Keywords: anomaly detection, generative model, pseudo anomaly, autoencoder
TL;DR: We propose learning mechanism to generate pseudo anomalies for one-class classification in anomaly detection.
Abstract: Due to rare occurrence of anomalous events, anomaly detection is often seen as one-class classification (OCC) problem. In this setting, an autoencoder (AE) is typically trained to reconstruct using only normal data in order to learn normalcy representations.

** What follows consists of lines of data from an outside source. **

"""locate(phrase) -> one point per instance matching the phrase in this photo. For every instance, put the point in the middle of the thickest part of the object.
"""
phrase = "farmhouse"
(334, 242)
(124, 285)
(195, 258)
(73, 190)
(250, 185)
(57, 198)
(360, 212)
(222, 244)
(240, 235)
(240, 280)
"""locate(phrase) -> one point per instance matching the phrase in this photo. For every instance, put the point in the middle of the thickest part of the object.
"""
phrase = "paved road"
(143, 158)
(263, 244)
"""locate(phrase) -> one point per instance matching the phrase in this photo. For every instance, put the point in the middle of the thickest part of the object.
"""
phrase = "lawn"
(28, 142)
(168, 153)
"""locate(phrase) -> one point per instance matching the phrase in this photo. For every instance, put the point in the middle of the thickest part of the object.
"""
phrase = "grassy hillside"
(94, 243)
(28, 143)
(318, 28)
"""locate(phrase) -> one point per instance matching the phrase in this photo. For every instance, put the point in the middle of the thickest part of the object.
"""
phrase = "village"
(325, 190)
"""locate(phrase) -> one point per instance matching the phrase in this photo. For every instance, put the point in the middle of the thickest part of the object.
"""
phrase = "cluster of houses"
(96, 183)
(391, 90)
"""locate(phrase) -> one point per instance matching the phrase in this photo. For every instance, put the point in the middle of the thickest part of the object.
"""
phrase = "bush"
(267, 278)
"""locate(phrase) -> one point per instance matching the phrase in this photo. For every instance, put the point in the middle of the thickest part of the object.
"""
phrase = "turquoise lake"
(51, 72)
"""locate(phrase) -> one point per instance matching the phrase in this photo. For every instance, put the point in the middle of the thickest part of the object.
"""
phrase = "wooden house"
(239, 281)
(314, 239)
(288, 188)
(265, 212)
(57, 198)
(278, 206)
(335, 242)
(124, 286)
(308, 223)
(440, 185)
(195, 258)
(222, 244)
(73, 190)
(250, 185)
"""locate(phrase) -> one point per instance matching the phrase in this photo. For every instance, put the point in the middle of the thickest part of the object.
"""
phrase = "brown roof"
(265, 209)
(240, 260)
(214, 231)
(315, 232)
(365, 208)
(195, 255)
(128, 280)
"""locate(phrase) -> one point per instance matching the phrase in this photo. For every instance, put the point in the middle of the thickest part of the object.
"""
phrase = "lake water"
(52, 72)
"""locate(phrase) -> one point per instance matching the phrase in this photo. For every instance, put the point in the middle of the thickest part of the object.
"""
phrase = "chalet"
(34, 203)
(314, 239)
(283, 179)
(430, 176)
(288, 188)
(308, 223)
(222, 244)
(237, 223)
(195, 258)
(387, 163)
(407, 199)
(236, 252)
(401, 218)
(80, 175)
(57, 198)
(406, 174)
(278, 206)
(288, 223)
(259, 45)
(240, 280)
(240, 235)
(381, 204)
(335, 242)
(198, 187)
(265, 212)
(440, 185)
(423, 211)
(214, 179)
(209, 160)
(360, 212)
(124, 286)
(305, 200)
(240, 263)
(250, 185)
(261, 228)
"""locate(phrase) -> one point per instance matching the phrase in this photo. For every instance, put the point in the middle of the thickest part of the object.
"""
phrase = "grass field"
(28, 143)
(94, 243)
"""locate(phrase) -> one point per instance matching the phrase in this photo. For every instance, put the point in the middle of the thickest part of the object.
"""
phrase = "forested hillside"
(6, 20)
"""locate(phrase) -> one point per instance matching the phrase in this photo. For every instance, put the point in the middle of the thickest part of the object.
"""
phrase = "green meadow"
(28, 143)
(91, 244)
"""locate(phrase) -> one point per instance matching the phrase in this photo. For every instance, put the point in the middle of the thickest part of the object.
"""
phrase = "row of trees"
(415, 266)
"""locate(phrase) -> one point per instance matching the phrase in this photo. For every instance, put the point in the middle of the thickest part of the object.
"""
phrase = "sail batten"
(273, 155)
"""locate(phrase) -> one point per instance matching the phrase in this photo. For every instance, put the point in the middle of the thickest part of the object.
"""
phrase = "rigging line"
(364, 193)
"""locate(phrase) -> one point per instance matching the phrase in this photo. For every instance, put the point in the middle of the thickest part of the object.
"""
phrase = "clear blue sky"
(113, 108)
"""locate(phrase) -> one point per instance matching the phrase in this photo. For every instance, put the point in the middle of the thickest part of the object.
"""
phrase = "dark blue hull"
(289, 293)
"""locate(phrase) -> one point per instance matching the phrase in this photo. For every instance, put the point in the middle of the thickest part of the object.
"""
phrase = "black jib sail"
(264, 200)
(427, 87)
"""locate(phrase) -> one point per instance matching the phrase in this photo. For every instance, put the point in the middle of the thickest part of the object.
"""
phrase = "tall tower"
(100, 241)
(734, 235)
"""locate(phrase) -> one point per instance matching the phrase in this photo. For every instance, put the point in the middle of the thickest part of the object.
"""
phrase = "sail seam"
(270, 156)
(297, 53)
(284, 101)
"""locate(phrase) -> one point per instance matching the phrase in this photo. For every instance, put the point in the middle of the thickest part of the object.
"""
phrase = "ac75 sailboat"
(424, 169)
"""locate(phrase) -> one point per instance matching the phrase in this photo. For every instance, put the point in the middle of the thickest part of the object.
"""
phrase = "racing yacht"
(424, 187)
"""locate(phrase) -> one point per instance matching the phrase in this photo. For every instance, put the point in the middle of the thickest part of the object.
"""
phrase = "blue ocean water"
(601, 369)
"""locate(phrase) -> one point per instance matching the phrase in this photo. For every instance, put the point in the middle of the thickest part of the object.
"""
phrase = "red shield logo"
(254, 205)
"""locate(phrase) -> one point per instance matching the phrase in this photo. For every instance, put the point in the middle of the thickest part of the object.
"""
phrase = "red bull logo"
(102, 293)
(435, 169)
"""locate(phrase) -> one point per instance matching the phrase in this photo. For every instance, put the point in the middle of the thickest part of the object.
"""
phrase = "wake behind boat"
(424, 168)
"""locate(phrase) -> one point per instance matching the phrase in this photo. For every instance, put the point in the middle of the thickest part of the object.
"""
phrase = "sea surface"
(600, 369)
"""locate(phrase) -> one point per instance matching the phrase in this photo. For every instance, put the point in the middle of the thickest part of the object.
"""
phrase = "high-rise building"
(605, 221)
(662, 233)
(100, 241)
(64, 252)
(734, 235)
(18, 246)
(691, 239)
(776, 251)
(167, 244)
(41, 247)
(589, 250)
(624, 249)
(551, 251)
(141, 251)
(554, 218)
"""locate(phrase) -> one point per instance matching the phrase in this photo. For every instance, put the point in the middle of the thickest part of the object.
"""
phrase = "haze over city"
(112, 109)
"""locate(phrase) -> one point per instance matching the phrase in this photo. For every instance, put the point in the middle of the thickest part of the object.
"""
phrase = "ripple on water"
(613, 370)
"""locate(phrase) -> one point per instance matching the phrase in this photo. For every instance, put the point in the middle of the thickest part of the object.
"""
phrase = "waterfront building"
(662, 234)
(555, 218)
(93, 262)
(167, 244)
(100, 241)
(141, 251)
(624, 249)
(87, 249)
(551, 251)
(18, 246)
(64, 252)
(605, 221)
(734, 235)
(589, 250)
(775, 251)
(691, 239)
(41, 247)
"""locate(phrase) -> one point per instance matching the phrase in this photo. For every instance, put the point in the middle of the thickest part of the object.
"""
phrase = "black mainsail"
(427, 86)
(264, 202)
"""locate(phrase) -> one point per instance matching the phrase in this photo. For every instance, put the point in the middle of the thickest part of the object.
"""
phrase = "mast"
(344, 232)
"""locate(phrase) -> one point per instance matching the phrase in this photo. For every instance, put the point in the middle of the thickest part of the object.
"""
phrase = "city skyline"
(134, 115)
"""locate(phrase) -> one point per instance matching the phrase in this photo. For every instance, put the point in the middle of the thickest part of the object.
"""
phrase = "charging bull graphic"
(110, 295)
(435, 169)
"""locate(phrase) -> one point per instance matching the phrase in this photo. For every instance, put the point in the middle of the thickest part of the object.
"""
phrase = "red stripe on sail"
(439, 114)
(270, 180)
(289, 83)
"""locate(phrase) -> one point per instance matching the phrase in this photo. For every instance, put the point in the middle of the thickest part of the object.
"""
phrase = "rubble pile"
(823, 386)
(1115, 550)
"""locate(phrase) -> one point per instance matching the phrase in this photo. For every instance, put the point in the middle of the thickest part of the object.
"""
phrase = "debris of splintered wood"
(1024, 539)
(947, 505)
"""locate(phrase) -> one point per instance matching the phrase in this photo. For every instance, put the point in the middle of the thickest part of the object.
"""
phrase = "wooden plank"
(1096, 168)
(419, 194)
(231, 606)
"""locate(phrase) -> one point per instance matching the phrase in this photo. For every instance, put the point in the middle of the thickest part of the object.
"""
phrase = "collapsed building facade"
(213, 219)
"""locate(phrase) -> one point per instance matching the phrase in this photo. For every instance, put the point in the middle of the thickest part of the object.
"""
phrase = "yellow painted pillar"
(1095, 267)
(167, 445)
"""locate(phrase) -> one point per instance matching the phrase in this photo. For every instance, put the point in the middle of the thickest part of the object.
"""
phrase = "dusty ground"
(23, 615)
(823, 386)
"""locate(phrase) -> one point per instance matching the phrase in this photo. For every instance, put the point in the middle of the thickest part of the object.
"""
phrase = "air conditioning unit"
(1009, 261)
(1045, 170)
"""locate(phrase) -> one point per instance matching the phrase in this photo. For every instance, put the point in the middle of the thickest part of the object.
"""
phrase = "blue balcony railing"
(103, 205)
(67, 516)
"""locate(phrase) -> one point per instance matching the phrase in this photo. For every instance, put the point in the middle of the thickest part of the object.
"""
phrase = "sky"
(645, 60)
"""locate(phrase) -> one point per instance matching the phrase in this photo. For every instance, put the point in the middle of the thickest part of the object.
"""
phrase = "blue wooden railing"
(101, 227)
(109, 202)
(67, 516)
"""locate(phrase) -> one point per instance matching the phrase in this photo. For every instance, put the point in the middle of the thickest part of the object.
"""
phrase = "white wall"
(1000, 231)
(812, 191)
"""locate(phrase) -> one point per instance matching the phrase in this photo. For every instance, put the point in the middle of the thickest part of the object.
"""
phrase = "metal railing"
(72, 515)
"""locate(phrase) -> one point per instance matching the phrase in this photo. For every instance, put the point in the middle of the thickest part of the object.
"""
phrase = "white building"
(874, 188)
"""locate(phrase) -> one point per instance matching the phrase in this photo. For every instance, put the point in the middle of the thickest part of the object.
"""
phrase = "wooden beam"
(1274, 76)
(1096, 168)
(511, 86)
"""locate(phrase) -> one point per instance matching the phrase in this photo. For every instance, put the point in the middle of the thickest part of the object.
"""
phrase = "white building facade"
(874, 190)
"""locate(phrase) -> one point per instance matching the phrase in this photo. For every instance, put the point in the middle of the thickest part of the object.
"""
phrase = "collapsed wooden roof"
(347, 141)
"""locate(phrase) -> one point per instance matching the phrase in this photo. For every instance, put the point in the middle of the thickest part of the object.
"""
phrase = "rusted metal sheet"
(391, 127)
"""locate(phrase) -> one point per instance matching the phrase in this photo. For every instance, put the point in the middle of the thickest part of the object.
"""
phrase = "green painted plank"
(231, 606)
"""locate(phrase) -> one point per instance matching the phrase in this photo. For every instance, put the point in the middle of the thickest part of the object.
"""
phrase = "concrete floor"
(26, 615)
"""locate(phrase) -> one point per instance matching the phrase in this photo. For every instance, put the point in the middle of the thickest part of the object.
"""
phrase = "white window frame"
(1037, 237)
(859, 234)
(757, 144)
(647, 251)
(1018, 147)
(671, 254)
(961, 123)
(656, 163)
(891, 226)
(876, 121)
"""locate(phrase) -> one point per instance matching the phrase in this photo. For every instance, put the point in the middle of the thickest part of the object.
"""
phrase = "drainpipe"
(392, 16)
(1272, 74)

It is expected that, at test time, the AE can well reconstruct normal data while poorly reconstructing anomalous data. However, anomalous data is often well reconstructed as well. This phenomenon can be attributed to the fact that when training AE with only normal data, the boundary between normal and abnormal data is unknown, consequently resulting in a boundary that includes the abnormal data as well. To alleviate this problem, we utilize pseudo anomalies to limit the reconstruction capability of an AE. Without imposing strong inductive bias, pseudo anomalies are generated by adding noise to the normal data. Moreover, to improve the quality of pseudo anomalies, we propose a learning mechanism to generate noise by exploiting the aforementioned weakness of AE, i.e., reconstructing anomalies too well. Evaluations on Ped2, Avenue, ShanghaiTech, and CIFAR-10 datasets demonstrate the effectiveness of our approach in improving the discriminative capability of AEs for anomaly detection.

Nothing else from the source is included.